West Mercia’s Conservative Police and Crime Commissioner, John Campion, said that the force must do better.
He said: “My focus will always be on the victim, and ensuring they get the very best service from West Mercia Police and the justice they deserve.
“This report has highlighted a number of areas where the standard is below what our communities and I expect. The force must take action to improve and I am reassured to see that this is already happening.
“On behalf of our communities, I will continue to hold the Chief Constable to account to ensure that these improvements are made as swiftly as possible. Through the recent budget I have targeted my investments to improve the service and deliver the best for the public.

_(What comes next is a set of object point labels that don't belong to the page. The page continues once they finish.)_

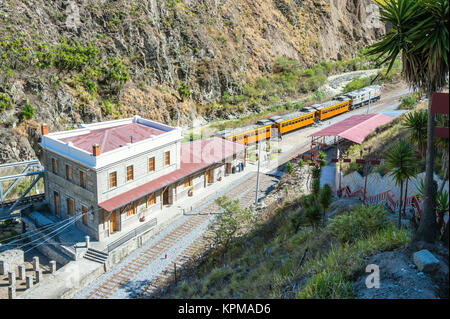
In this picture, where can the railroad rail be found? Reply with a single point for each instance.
(243, 192)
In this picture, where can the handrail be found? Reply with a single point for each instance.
(131, 234)
(388, 197)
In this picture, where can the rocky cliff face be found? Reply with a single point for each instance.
(156, 58)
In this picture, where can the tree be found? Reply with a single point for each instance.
(312, 215)
(401, 163)
(289, 168)
(315, 187)
(228, 223)
(443, 145)
(419, 33)
(416, 122)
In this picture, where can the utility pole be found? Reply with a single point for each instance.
(257, 174)
(373, 159)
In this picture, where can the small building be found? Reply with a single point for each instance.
(116, 174)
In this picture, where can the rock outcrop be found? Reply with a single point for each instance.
(178, 54)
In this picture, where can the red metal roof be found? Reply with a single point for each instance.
(355, 128)
(113, 137)
(195, 156)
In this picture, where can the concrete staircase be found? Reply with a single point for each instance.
(96, 256)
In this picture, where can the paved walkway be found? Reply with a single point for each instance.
(148, 263)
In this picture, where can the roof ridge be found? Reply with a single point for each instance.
(353, 127)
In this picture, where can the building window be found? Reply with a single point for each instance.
(151, 199)
(70, 206)
(130, 175)
(167, 158)
(54, 166)
(84, 212)
(112, 179)
(83, 179)
(130, 210)
(151, 164)
(69, 172)
(56, 202)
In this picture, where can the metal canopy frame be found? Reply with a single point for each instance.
(32, 168)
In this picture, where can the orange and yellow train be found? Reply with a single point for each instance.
(306, 116)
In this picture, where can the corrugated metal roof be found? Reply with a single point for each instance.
(113, 137)
(195, 156)
(355, 128)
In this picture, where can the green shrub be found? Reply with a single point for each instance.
(360, 222)
(27, 112)
(316, 171)
(184, 91)
(315, 186)
(5, 102)
(357, 84)
(114, 74)
(326, 285)
(312, 215)
(408, 103)
(289, 168)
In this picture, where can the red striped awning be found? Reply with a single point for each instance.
(355, 128)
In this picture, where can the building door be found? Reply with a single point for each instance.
(228, 168)
(70, 206)
(208, 176)
(84, 212)
(56, 200)
(113, 222)
(166, 199)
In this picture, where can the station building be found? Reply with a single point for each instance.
(118, 175)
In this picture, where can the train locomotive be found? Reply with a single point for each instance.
(282, 124)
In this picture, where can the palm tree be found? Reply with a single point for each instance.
(401, 163)
(443, 145)
(417, 123)
(419, 33)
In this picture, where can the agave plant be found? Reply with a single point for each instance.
(419, 34)
(401, 163)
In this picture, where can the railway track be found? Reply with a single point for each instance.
(243, 192)
(167, 275)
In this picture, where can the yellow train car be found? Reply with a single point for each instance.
(292, 121)
(247, 135)
(331, 108)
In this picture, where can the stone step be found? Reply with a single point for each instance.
(98, 252)
(95, 259)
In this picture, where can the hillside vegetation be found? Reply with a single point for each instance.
(287, 258)
(175, 61)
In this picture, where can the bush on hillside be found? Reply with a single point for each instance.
(360, 222)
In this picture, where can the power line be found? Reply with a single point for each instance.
(46, 239)
(56, 231)
(46, 227)
(68, 222)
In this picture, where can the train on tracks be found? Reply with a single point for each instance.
(282, 124)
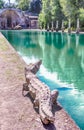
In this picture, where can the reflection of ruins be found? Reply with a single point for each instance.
(10, 18)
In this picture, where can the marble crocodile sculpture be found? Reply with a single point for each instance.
(40, 92)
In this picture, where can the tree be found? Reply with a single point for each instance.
(51, 11)
(1, 4)
(35, 6)
(23, 4)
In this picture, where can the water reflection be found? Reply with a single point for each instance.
(63, 64)
(61, 53)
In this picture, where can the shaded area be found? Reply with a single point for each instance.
(16, 112)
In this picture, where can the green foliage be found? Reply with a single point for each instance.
(81, 17)
(35, 6)
(23, 4)
(53, 10)
(1, 4)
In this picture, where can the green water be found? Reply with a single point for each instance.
(62, 67)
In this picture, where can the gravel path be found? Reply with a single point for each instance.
(16, 111)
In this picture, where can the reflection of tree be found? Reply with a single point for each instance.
(60, 53)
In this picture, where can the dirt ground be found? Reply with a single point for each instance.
(16, 111)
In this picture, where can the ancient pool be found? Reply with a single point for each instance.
(62, 66)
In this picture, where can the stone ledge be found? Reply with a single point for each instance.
(17, 112)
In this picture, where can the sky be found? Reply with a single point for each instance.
(11, 1)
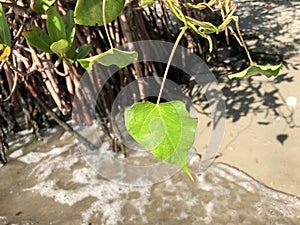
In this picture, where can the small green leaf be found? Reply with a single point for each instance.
(268, 71)
(59, 47)
(146, 2)
(82, 51)
(69, 26)
(38, 38)
(42, 6)
(167, 129)
(5, 37)
(55, 25)
(89, 12)
(111, 57)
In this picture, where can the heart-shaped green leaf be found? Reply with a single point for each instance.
(111, 57)
(167, 129)
(39, 39)
(55, 25)
(59, 47)
(5, 37)
(89, 12)
(268, 71)
(42, 6)
(146, 2)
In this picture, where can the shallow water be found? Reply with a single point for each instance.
(49, 182)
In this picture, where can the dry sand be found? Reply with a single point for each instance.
(263, 144)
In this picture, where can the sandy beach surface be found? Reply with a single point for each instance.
(255, 180)
(266, 142)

“The excellent examples of innovative work shows what West Mercia Police are capable of. They must strive for this excellence in other areas too. We can and must do better for our communities.”
Chief Constable Mills welcomed areas highlighted by the report where the force has been commended.
She said: “The report highlighted our innovative preventative approach to preventing crime and anti-social behaviour across the force to keep our communities safe. We have trained 16 Early Intervention and Prevention officers who work with various partners to safeguard vulnerable people.
“Our Local Policing Community Charter has improved our engagement and helps deliver the service our communities expect and rightly deserve.
“Since arriving in West Mercia Police in September, I’ve focussed on making sure we work more efficiently and effectively. I am proud of the people that make up West Mercia Police and their commitment to providing a quality policing service and protecting people from harm.”